In questa espressione, che troviamo nel testo di Is 49,1-6 conosciuto come "Secondo canto del Servo del Signore", possiamo racchiudere la lunga esperienza di Gesù a Nazaret, nella sua identità di "figlio".

L’"ombra" che lo "nasconde" è l’insieme dei molti anni che egli trascorre nel silenzio e nell’anonimato di Nazaret, prima di intraprendere la sua missione. Ma questo non è stato un periodo inerte o insignificante. In esso, infatti, ha "agito" la "mano" del Signore (nella Bibbia la "mano" è simbolo dell’agire di Dio, della sua custodia e della sua protezione nei confronti dell’uomo). Come nella creazione Dio ha plasmato con le "mani" l’argilla, rendendola con il suo soffio l’essere vivente che è l’uomo (vedi Gn 2,7), così negli anni del silenzio e della preparazione a Nazaret Dio ha plasmato con la vita, l’esempio e la preghiera di Giuseppe e di Maria il "figlio" Gesù ("E Gesù cresceva in sapienza, età e grazia davanti a Dio e agli uomini", Lc 2,52). Questa esperienza di "figlio" fatta a Nazaret (vedi Lc 2,51: "Partì con loro e tornò a Nazaret e stava loro sottomesso") è stata decisiva per Gesù, per essere formato alla sua missione di "Figlio prediletto" obbediente alla volontà del Padre.

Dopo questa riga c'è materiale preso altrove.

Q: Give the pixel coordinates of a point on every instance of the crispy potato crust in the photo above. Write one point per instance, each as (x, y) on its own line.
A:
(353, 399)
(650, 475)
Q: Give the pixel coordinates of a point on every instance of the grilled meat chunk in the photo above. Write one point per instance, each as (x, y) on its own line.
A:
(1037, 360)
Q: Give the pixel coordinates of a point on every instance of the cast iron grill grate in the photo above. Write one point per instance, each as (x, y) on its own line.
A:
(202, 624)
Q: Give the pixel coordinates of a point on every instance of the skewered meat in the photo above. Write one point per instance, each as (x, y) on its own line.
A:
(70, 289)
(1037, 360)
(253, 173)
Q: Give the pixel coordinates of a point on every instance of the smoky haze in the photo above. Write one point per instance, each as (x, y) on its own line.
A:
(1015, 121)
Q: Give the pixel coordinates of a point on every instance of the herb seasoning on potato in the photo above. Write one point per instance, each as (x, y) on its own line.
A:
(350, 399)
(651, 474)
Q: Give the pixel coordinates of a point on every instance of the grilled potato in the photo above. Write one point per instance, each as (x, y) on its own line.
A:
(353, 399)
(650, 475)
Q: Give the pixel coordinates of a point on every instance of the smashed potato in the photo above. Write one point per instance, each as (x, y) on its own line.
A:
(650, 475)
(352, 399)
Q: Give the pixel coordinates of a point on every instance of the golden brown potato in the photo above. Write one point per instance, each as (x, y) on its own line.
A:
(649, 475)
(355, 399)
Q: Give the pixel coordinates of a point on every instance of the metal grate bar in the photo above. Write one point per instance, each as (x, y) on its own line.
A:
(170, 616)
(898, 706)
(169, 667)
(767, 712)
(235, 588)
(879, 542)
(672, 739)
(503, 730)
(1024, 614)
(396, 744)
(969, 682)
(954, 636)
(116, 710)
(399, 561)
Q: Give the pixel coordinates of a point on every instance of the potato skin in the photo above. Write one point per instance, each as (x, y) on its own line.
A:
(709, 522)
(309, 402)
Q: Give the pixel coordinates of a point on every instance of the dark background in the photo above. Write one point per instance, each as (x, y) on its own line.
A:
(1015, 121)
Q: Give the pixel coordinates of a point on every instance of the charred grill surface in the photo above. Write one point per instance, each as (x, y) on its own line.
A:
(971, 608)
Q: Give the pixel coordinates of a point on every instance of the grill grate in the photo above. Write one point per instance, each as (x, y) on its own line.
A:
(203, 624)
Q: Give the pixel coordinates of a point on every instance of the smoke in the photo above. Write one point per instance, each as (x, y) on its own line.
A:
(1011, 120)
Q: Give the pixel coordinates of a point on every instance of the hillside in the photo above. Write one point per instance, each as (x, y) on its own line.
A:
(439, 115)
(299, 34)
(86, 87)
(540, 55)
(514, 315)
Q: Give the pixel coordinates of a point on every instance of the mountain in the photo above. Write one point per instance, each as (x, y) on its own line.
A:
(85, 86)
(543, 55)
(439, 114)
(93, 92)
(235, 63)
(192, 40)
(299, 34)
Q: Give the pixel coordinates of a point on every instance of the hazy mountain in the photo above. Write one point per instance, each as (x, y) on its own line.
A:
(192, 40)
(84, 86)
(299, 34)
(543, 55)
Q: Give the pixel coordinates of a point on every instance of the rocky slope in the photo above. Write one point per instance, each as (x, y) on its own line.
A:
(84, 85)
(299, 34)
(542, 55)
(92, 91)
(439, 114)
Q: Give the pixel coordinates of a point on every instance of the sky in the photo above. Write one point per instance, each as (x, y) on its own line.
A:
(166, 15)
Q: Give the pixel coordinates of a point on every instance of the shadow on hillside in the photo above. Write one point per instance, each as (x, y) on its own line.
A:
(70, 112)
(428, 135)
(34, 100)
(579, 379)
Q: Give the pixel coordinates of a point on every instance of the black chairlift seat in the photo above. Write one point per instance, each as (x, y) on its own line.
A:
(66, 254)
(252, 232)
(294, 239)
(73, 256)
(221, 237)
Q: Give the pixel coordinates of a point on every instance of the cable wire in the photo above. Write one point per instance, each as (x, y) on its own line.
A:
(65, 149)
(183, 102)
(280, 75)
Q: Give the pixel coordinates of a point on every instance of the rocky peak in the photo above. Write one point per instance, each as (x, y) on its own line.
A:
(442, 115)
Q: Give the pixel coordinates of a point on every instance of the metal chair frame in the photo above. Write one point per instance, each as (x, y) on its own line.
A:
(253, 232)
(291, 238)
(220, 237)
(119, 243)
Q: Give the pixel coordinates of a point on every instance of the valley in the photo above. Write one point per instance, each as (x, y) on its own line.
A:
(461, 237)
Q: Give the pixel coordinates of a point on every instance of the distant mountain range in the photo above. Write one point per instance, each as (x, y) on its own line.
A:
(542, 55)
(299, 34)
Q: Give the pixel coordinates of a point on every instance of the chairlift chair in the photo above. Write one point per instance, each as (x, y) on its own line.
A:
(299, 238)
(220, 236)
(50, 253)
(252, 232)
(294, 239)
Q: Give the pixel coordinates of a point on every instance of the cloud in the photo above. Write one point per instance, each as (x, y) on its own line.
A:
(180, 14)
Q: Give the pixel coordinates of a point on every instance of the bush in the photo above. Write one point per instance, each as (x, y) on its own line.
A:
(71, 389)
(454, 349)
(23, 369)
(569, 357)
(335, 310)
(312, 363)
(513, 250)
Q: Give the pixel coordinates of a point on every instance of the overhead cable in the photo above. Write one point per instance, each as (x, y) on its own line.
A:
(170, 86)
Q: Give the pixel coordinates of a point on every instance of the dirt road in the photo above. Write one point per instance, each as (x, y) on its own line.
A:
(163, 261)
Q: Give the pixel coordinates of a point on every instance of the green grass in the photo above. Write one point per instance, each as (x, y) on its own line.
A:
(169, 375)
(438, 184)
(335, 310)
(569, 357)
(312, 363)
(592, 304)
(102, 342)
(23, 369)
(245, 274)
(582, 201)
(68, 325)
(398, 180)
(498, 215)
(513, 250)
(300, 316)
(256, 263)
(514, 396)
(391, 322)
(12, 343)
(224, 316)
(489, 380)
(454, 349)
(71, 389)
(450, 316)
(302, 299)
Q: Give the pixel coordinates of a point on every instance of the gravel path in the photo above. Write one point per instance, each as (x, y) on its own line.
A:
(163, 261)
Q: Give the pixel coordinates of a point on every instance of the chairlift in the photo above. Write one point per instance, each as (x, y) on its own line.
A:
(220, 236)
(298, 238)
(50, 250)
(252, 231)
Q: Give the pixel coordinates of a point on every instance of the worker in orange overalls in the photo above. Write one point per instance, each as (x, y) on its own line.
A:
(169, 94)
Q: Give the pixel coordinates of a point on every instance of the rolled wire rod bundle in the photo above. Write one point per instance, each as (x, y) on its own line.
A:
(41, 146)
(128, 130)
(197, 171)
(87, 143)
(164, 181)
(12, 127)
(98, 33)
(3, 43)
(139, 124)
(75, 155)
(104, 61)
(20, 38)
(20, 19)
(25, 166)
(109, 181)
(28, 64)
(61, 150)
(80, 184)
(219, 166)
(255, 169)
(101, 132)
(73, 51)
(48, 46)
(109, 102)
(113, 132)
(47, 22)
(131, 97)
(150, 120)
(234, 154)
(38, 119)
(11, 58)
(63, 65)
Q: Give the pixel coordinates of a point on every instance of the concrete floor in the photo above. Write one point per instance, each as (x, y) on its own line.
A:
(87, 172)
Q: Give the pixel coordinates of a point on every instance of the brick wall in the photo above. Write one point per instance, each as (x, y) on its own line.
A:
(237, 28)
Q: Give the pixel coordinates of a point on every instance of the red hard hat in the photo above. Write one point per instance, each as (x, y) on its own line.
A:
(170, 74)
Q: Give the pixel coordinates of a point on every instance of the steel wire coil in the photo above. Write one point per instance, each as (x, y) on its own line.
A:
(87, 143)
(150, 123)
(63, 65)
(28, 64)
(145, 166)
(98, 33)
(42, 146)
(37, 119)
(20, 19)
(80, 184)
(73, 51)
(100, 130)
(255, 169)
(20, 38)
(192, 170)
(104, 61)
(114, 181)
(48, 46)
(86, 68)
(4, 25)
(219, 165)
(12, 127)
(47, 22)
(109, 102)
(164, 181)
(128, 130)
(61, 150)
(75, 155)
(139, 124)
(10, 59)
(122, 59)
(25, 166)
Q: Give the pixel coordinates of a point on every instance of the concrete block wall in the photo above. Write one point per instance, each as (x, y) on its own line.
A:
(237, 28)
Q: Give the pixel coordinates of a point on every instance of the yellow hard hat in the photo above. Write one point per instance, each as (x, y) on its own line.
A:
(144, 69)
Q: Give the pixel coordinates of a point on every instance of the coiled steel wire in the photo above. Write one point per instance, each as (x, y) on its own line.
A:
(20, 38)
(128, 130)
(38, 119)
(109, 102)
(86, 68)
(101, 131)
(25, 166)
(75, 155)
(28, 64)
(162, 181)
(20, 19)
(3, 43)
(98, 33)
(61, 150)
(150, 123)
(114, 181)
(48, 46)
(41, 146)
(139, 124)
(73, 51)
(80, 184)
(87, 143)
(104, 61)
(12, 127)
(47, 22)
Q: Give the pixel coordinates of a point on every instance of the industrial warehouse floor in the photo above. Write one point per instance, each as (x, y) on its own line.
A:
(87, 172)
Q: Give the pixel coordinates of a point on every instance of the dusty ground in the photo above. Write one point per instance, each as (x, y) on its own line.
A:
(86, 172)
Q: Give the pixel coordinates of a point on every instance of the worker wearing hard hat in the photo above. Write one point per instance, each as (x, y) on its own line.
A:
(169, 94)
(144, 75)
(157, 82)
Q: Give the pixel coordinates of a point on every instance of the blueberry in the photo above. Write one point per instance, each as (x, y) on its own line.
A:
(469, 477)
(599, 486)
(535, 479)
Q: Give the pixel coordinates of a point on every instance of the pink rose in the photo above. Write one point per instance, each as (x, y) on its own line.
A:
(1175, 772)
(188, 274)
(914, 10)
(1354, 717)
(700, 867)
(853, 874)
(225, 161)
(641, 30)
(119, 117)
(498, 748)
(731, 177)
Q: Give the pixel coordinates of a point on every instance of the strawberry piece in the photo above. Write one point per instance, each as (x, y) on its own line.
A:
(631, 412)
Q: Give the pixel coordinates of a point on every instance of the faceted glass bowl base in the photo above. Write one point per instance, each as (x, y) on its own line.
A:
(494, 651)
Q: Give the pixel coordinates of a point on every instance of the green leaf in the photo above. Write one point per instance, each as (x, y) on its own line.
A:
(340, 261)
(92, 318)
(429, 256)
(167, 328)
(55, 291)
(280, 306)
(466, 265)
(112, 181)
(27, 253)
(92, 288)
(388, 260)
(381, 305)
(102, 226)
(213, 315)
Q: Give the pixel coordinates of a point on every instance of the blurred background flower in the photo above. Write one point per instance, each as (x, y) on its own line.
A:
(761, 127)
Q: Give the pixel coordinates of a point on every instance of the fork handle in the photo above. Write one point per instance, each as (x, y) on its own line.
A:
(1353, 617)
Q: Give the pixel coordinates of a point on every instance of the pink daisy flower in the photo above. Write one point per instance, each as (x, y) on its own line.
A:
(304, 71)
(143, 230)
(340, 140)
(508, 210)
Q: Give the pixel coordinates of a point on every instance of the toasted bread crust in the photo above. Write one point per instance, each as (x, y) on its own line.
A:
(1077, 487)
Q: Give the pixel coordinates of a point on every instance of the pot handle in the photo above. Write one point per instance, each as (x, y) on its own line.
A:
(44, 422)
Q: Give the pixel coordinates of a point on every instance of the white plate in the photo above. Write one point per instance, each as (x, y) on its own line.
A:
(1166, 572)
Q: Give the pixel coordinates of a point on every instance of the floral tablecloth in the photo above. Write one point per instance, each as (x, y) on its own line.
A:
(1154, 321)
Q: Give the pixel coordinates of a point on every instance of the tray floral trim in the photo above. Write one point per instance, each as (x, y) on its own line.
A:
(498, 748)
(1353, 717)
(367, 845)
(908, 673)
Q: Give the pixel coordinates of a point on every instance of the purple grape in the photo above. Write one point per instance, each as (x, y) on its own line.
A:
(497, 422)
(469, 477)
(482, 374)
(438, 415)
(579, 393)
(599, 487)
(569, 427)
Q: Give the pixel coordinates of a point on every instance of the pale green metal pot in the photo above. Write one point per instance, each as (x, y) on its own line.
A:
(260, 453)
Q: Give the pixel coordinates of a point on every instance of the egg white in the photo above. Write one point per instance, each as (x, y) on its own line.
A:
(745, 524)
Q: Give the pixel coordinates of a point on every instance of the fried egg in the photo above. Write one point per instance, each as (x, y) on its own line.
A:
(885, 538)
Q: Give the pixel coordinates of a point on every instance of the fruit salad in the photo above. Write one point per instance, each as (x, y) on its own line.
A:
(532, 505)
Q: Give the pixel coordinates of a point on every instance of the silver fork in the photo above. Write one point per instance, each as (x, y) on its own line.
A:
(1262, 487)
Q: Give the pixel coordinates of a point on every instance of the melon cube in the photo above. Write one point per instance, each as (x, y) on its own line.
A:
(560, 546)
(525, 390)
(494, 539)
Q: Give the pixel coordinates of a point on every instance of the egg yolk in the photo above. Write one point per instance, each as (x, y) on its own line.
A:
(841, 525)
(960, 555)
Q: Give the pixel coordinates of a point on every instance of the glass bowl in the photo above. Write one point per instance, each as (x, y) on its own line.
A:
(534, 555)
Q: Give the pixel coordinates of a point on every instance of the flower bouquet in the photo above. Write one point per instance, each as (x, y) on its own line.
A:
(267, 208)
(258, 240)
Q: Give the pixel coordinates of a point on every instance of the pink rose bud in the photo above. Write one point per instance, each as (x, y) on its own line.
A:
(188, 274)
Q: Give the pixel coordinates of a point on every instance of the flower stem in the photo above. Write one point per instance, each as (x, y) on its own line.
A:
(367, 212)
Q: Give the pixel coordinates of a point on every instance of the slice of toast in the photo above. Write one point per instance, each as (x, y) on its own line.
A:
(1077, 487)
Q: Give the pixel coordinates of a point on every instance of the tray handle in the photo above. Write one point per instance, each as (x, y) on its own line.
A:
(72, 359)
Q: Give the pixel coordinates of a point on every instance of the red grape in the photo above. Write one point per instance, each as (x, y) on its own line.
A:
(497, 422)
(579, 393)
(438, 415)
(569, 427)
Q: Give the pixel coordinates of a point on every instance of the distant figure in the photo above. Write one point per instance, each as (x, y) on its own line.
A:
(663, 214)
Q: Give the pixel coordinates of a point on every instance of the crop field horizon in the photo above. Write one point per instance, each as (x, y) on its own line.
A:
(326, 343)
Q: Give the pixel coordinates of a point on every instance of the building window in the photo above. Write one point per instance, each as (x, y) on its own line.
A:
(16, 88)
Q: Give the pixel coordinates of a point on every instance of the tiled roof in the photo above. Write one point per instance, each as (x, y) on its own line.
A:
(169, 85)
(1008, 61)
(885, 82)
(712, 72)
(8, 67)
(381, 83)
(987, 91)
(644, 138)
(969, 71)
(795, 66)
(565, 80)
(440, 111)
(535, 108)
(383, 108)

Trasfigurazione del Tabor.
Nella Trasfigurazione del Tabor e al Battesimo del Giordano (Giotto - sopra)
Gesù è stato proclamato dal Padre "Figlio prediletto".

"Questi è il figlio mio prediletto, nel quale mi sono compiaciuto"

Questa rivelazione, che l’evangelista Matteo colloca all’inizio del ministero di Gesù nel Battesimo (e che riporta anche nel cuore della sua missione, nella Trasfigurazione), si è resa necessaria per far conoscere la vera identità dell’uomo di Nazaret, che nella sua famiglia era cresciuto nella fede dei Padri e nell’obbedienza a Dio. L’uomo che sale dall’acqua del fiume Giordano (come si legge nell’episodio del Battesimo in Mt 3,13-17) non è solamente "il figlio del carpentiere" o "il figlio di Maria", come era comunemente conosciuto a Nazaret. Questi due titoli, che hanno caratterizzato il periodo della preparazione di Gesù alla missione nel silenzio e nell’esemplarità della vita quotidiana nella casa di Nazaret, non potevano esaurire il mistero profondo della sua persona. Egli è e rimane soprattutto "il Figlio prediletto", di cui Dio si era preso cura attraverso Giuseppe e Maria di Nazaret. Questa rivelazione, fatta davanti ai contemporanei di Gesù e al Battista, viene "dal cielo" ("Ed ecco una voce dal cielo che disse: Questi è il Figlio mio prediletto, nel quale mi sono compiaciuto", Mt 3,17; vedi anche Mt 17,5).

Come dicevamo, "il cielo" è l’ambito di Dio e Gesù ora viene collocato di diritto in questo ambito. Il figlio che a Nazaret (immagine della "terra") ha obbedito e ha operato in piena adesione alla volontà del padre Giuseppe e della madre Maria, ora è il "Figlio prediletto di Dio" che inizia la sua missione (nell’episodio del Battesimo) e cammina verso la Croce e la Pasqua (nell’episodio della Trasfigurazione) in filiale obbedienza al Padre "che è nei Cieli" e alla sua Volontà. In questa esemplarità, che vede in Gesù congiungersi il "cielo" e la "terra", la volontà del padre Giuseppe e la volontà del Padre del cielo, Gesù lascia trasparire la sua identità di Maestro che educa i discepoli - da lui chiamati a seguirlo - a unire essi pure il "cielo" e la "terra", la volontà di Dio e la loro volontà, formata alla scuola dell’obbedienza di Gesù stesso verso il Padre "che è nei Cieli".